For entrepreneurs, this gap is an opportunity. Any application that can accurately link orphaned practitioners to their current organizations - through claims data, state licensing databases, or other sources - would be providing a service that the NPD itself cannot yet deliver.
Multi-Organization Practitioners
Among the 2.1 million practitioners who are linked to organizations, the distribution of organizational affiliations is revealing:
More than half of linked practitioners work across multiple organizations. This reflects the reality of modern medical practice: hospitalists who work at multiple hospitals, specialists who split time between academic medical centers and private practices, and behavioral health providers who contract with multiple group practices simultaneously.
V. The Organization File: 3.6 Million Entities - and a Taxonomy Problem
The Organization file contains 3,605,261 records representing every organizational entity in the Medicare enrollment system. The file is notable for both its coverage and its taxonomic limitations.

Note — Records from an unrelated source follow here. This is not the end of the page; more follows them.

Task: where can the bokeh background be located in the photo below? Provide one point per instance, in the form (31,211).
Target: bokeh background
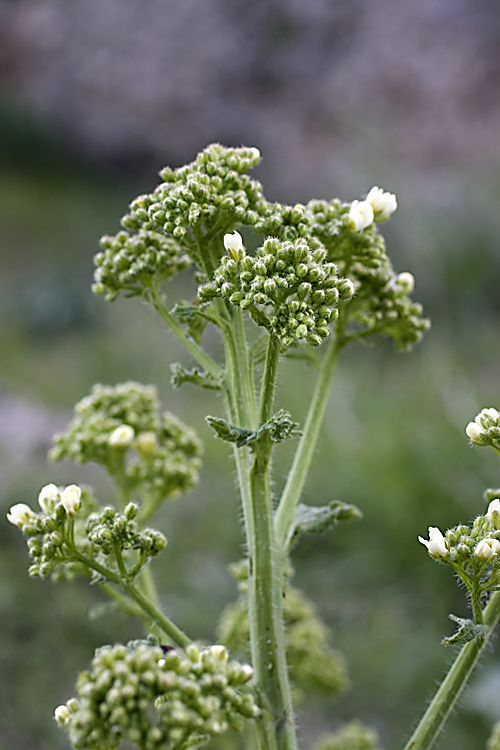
(95,97)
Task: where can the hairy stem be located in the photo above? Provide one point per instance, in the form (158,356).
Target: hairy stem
(307,444)
(450,689)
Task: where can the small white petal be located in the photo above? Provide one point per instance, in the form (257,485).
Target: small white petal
(383,204)
(47,496)
(20,514)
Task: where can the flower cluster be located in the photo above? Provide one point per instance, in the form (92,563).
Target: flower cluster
(154,700)
(122,428)
(485,430)
(469,550)
(314,664)
(293,280)
(52,532)
(112,531)
(202,199)
(132,263)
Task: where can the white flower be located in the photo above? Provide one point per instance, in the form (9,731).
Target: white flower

55.45% of organizations are typed as "Healthcare Provider" - a FHIR type code that is accurate but unhelpful. It does not distinguish between a solo practitioner's practice, a 500-bed hospital, and a national health system. The remaining 44.55% are typed only as "ein" - meaning they are identified by their tax ID number but have no FHIR organizational type assigned at all.
This taxonomy gap is significant for any application that needs to distinguish between different types of healthcare organizations. A hospital network, a physician group, a pharmacy chain, and a home health agency all appear in the same file with the same type code. Differentiating them requires either enrichment from external sources (like the CMS Provider of Services file or the AHA Annual Survey) or inference from the organization's name and NPI taxonomy codes.
The Health System Hierarchy
The cross-resource graph analysis identified the top organizations by practitioner count - a proxy for organizational scale that has never before been available in a public dataset:
Kaiser Permanente's two medical groups together account for 34,097 practitioners - the largest single health system presence in the dataset. The appearance of Teladoc Health at #16 with 5,472 practitioners is a signal of how dramatically telehealth has scaled: a company that did not exist as a significant healthcare entity a decade ago now employs more Medicare-enrolled providers than most major academic medical centers.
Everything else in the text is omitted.